In human studies Panax ginseng reduced serum cholesterol and triglyceride levels and increased HDL, the good cholesterol. It can be used to help stabilize and manage blood sugar levels in diabetics and nondiabetics, regulate both high and low blood pressure, and protect the liver from toxic substances. P. ginseng may be over-stimulating for some people and should not be combined with other stimulants such as coffee.
Panax quinquefolium or American ginseng has a more calming, cooling action than P. ginseng and is an important adaptogen for treating nervous tension and mental fatigue. It has been shown to increase alertness, concentration, and visual and auditory response times. It strengthens the respiratory system and can help build athletic endurance, especially for sports played in hot weather. Recent research has found that American ginseng may be useful for treating attention deficit hyperactivity disorder. It may help to decrease acute elevated blood sugar levels after meals, making it beneficial for diabetics.
According to a study published in the October 2005 Canadian Medical Association Journal, 130 participants who took two 200-mg capsules of Panax quinquefolium a day during a 4-month randomized double-blind trial had fewer colds and less severe symptoms than those in the placebo group. While further studies are needed, American ginseng could be a potent antiviral remedy for upper-respiratory infections in healthy adults.
During the past 50 years, extensive scientific studies have confirmed that the roots and leaves of Siberian ginseng (Eleutherococcus senticosus) have adaptogenic, immune-enhancing effects, with no known toxicity. Siberian ginseng can safely be used long term to counteract exhaustion, insomnia, irritability, and mild depression and to minimize the incidence of acute infections.
Research has determined that the root is more effective for enhancing endurance and maintaining energy levels while the leaf is more energizing and better at regulating blood sugar levels and improving insulin utilization. Further research has shown that using the root and leaf together in a fluid extract has an even wider range of benefits, including inhibiting stress-induced hypertension and reducing cardiovascular responses to stress.
Get Genuine Ginseng
Ginseng roots for cooking and preparing teas can be purchased in many Asian food markets. Fluid extracts, tinctures, and capsules are available in natural health stores. Look for standardized products to ensure adequate ginsenoside content and provide consistent therapeutic results. All ginsengs are safe, but dosages vary and each individual’s response can be quite different. It’s best to consult with a professional herbalist or health care practitioner to determine which ginseng is best for you.

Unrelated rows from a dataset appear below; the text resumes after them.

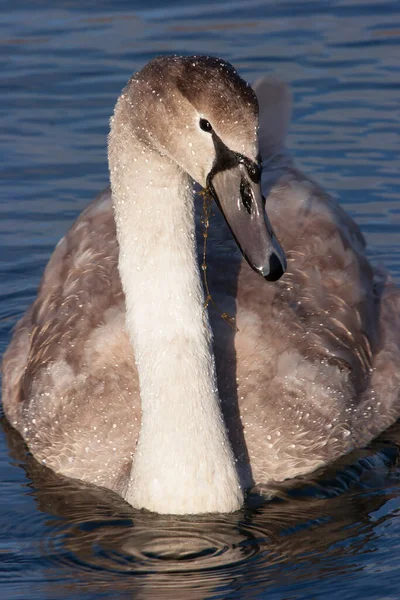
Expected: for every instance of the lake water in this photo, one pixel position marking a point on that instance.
(336, 535)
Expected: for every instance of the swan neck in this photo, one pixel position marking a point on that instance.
(183, 461)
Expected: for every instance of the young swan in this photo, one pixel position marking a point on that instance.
(110, 375)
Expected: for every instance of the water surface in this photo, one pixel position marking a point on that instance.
(63, 65)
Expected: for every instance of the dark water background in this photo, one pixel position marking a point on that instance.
(62, 66)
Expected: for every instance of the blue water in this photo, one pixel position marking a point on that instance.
(62, 66)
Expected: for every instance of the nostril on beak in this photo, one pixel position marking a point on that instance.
(276, 268)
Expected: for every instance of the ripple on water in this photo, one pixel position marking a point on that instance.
(88, 538)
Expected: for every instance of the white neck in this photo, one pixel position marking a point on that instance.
(183, 461)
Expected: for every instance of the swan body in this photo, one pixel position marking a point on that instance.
(117, 376)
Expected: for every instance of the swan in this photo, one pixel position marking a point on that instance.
(118, 376)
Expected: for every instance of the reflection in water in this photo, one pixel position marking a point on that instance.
(63, 65)
(314, 528)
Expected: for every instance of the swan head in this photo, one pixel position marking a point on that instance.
(200, 114)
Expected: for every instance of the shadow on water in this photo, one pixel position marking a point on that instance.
(314, 529)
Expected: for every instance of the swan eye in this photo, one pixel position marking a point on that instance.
(205, 125)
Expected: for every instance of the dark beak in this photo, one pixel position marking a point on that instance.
(236, 190)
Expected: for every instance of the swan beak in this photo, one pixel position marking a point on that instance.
(237, 192)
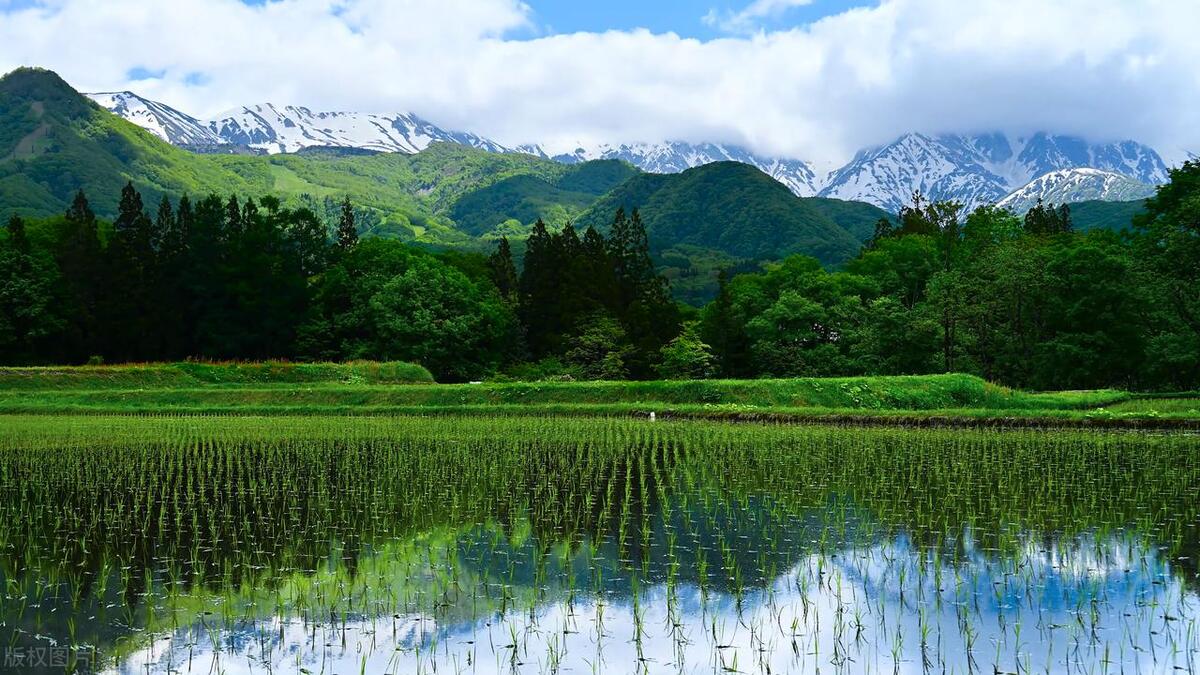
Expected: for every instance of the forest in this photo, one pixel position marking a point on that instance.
(1026, 302)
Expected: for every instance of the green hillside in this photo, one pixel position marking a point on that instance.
(1104, 215)
(522, 199)
(54, 142)
(736, 209)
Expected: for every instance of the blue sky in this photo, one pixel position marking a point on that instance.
(683, 17)
(861, 73)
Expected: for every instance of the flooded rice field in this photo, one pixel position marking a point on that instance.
(557, 545)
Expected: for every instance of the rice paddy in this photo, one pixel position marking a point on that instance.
(451, 544)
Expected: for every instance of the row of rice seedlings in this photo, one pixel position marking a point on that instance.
(855, 543)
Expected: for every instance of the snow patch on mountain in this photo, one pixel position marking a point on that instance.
(1073, 185)
(160, 119)
(288, 129)
(679, 156)
(973, 169)
(979, 169)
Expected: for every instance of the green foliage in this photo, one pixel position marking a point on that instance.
(732, 208)
(687, 357)
(1105, 215)
(433, 315)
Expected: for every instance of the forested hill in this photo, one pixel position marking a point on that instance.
(54, 142)
(739, 210)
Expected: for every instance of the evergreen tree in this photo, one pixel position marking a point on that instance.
(883, 230)
(127, 305)
(538, 305)
(597, 270)
(233, 220)
(503, 270)
(645, 306)
(347, 228)
(725, 332)
(17, 236)
(79, 263)
(1048, 220)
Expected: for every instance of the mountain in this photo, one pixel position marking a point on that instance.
(289, 129)
(53, 142)
(731, 208)
(162, 120)
(1075, 185)
(970, 168)
(1105, 215)
(678, 156)
(979, 169)
(509, 205)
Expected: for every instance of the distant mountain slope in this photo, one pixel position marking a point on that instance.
(973, 169)
(979, 169)
(1105, 215)
(1075, 185)
(162, 120)
(727, 207)
(526, 198)
(677, 156)
(287, 129)
(54, 142)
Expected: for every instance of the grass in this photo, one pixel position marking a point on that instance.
(390, 388)
(415, 544)
(179, 376)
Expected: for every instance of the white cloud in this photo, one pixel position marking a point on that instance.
(747, 21)
(1104, 69)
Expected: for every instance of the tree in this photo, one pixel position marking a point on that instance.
(347, 228)
(79, 263)
(126, 308)
(721, 326)
(1168, 249)
(29, 306)
(600, 351)
(539, 286)
(687, 357)
(503, 270)
(17, 236)
(433, 315)
(1043, 220)
(645, 306)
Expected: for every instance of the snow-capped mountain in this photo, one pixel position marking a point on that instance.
(970, 168)
(678, 156)
(287, 129)
(166, 123)
(979, 169)
(1077, 185)
(291, 129)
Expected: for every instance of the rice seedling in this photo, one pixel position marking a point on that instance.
(553, 545)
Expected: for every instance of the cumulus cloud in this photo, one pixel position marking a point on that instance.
(1102, 69)
(747, 19)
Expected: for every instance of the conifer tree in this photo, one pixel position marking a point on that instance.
(17, 236)
(724, 330)
(79, 263)
(503, 270)
(347, 228)
(538, 305)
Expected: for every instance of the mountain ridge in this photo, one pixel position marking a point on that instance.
(1075, 185)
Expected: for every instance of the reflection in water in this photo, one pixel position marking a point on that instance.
(598, 547)
(1090, 607)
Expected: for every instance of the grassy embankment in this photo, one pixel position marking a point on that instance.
(370, 388)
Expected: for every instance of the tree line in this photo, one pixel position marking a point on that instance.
(1021, 300)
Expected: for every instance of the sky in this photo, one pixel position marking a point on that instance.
(813, 79)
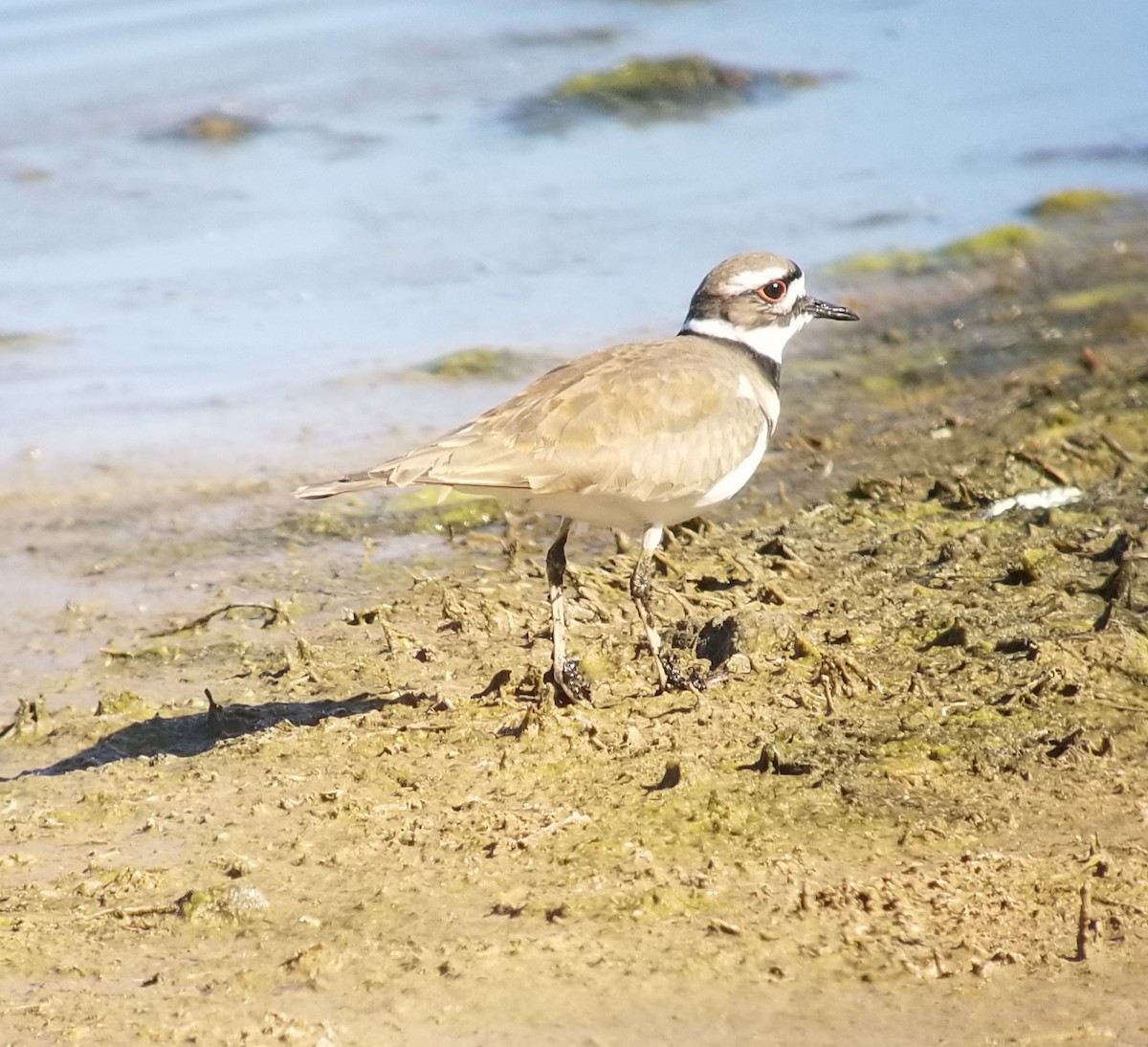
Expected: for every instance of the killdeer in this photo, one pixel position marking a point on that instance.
(636, 437)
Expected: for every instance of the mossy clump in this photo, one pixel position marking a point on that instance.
(219, 128)
(436, 510)
(1073, 202)
(479, 362)
(996, 242)
(644, 90)
(1096, 298)
(899, 262)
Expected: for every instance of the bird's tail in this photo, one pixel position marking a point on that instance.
(344, 484)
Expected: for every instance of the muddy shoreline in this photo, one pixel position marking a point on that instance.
(914, 789)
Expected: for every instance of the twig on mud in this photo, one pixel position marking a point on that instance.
(271, 615)
(131, 912)
(1083, 924)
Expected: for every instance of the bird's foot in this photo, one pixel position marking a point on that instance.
(573, 688)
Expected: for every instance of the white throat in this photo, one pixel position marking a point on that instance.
(766, 341)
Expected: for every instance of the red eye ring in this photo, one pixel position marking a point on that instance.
(772, 292)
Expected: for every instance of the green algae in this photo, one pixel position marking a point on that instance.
(1080, 201)
(997, 242)
(1097, 298)
(219, 128)
(642, 90)
(481, 362)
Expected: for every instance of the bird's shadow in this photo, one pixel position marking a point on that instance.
(199, 732)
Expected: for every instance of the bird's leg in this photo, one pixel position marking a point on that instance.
(568, 682)
(640, 592)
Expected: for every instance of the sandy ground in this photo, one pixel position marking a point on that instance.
(910, 807)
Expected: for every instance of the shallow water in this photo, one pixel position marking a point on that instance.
(208, 306)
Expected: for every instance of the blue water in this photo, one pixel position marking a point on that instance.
(240, 306)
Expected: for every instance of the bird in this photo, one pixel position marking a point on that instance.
(636, 437)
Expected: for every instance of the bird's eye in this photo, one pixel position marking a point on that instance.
(773, 292)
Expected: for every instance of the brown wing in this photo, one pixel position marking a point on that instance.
(636, 419)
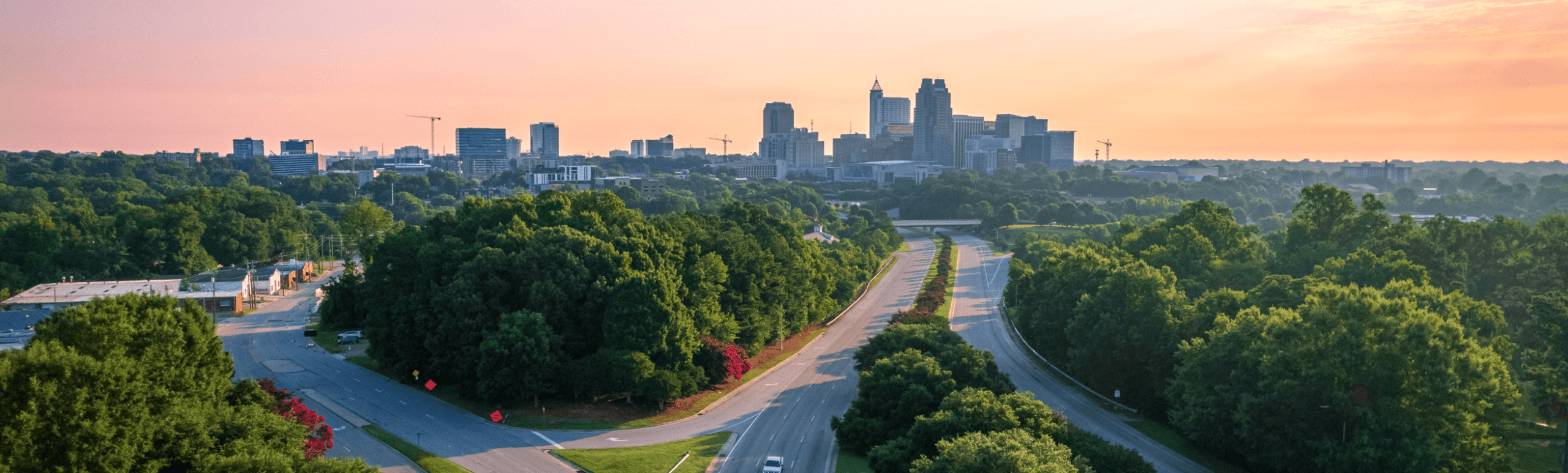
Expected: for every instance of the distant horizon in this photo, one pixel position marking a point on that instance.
(1360, 80)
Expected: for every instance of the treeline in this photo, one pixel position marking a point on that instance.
(141, 384)
(930, 403)
(575, 293)
(1346, 342)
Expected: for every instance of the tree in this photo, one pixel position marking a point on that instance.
(1415, 379)
(1007, 452)
(518, 360)
(366, 225)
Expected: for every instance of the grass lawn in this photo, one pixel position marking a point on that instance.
(421, 458)
(1010, 233)
(328, 339)
(850, 463)
(1536, 449)
(891, 261)
(682, 409)
(650, 458)
(1175, 442)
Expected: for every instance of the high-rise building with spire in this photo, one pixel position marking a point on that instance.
(778, 118)
(886, 110)
(933, 124)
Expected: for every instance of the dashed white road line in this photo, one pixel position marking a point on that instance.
(552, 442)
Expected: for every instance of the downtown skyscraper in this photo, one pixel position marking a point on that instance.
(778, 118)
(933, 124)
(886, 110)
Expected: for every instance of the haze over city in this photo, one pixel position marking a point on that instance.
(1270, 80)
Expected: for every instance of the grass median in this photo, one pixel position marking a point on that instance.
(424, 460)
(650, 458)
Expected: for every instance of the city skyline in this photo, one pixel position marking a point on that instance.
(1316, 79)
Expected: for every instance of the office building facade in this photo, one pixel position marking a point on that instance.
(482, 143)
(850, 147)
(248, 147)
(933, 124)
(297, 146)
(967, 127)
(800, 151)
(545, 140)
(513, 147)
(778, 118)
(886, 112)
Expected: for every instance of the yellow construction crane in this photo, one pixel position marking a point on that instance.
(726, 143)
(432, 132)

In our busy lives, we may experience unavoidable stresses as we try to balance the many demands and responsibilities of work, family, and home. Ginseng can combat the negative effects of stress by increasing vitality and stamina and helping to maintain our health and well-being.
Three Varieties of Adaptogenic Ginseng
Panax ginseng is also known as Chinese, Asian, or Korean ginseng. It is known to enhance the body’s ability to deal with physical or mental stress.
American ginseng can help us deal with nervous tension and mental fatigue.
Siberian ginseng is well known for its immune-boosting effects and may be safely used long term.